-
Notifications
You must be signed in to change notification settings - Fork 0
Description
Story: Debounced cidx-meta Refresh on Batch Repository Registration
As a CIDX server administrator
I want to have all batch-registered repositories become searchable via cidx-meta after auto-discovery completes
So that newly discovered repos are reliably indexed without manual intervention, even when many repos are registered in rapid succession
Problem Statement
When multiple repositories are registered in rapid succession (e.g., via the auto-discovery feature), each registration triggers on_repo_added() in meta_description_hook.py (line 178), which calls _refresh_scheduler.trigger_refresh_for_repo("cidx-meta-global"). The first call succeeds, but all subsequent calls during the same refresh cycle raise DuplicateJobError from background_jobs.py (line 268) because a global_repo_refresh job is already running for cidx-meta-global.
The current code catches this exception as a warning (line 183) but takes no further action. The .md description files ARE created on disk for all repos, but the cidx-meta index only reflects the state at the time of the first (successful) refresh. There is no retry or catch-up mechanism, so rejected repos permanently have unindexed descriptions until something else happens to trigger a reindex.
Conversation reference: User observed the warning Failed to trigger cidx-meta refresh for [repo]: A 'global_repo_refresh' job is already running for repository 'cidx-meta-global' after registering multiple repos via auto-discovery.
Implementation Status
-
CidxMetaRefreshDebouncerclass with dirty flag and timer thread (meta_description_hook.py) - Debounce timer logic: set dirty, reset timer on each signal, fire single refresh on expiry
- Integration into
on_repo_added(): catchDuplicateJobErrorand signal debouncer instead of just warning - Integration into
on_repo_removed(): signal debouncer onDuplicateJobError(same pattern) - Module-level lifecycle:
set_refresh_scheduler()initializes debouncer, shutdown method for clean stop - Thread safety: lock protecting dirty flag and timer reset operations
- Unit tests for debouncer logic (timer reset, coalescing, single-fire behavior)
- Unit tests for
on_repo_added()/on_repo_removed()integration with debouncer - Integration test simulating batch registration with DuplicateJobError scenario
- E2E manual testing: batch register repos, verify all descriptions become searchable
Completion: 0/10 tasks complete (0%)
Algorithm
CidxMetaRefreshDebouncer:
_dirty = False
_timer = None
_lock = threading.Lock()
_debounce_seconds = 30 (configurable, default 30s)
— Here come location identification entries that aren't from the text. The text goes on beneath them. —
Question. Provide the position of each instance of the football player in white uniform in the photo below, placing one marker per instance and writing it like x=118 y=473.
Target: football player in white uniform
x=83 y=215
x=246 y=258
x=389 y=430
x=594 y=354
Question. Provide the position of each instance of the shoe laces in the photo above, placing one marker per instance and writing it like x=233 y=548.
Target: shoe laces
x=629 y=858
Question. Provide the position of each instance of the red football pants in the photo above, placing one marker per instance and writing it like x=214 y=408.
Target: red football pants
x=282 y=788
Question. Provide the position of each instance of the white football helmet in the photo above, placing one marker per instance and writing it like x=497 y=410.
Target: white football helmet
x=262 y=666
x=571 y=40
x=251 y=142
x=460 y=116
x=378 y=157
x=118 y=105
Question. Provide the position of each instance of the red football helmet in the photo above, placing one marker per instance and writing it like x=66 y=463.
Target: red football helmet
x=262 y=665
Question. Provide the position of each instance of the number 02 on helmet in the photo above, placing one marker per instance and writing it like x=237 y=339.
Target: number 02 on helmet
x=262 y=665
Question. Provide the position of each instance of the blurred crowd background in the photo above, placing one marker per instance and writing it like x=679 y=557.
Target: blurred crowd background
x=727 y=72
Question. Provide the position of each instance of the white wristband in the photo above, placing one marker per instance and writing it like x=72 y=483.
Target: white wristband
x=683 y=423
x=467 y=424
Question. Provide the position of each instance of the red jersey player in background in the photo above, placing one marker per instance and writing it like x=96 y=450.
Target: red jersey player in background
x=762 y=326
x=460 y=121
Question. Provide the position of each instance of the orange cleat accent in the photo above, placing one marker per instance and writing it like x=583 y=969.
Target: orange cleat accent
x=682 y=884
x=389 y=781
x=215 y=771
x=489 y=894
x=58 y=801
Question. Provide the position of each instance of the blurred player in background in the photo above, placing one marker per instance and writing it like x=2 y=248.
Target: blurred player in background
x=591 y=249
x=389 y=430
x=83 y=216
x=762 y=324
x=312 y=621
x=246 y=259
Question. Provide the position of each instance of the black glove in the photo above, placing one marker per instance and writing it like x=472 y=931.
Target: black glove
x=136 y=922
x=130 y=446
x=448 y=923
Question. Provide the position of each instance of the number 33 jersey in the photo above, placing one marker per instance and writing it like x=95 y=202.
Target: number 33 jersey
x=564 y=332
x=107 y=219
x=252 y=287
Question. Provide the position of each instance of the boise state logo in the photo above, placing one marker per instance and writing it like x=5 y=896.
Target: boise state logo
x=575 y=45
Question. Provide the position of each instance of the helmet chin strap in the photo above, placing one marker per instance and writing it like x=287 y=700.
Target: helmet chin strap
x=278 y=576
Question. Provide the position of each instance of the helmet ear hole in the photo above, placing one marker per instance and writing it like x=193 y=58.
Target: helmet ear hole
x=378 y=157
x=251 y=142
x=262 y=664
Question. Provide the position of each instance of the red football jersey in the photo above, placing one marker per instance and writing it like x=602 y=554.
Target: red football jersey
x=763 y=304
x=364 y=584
_refresh_scheduler = RefreshScheduler reference
_shutdown = False
signal_dirty():
WITH _lock:
_dirty = True
IF _timer is not None:
_timer.cancel()
IF NOT _shutdown:
_timer = threading.Timer(_debounce_seconds, _on_timer_expired)
_timer.daemon = True
_timer.start()
LOG debug "cidx-meta marked dirty, debounce timer (re)started"
_on_timer_expired():
WITH _lock:
IF NOT _dirty OR _shutdown:
RETURN
_dirty = False
_timer = None
# Outside lock: trigger the actual refresh
TRY:
_refresh_scheduler.trigger_refresh_for_repo("cidx-meta-global")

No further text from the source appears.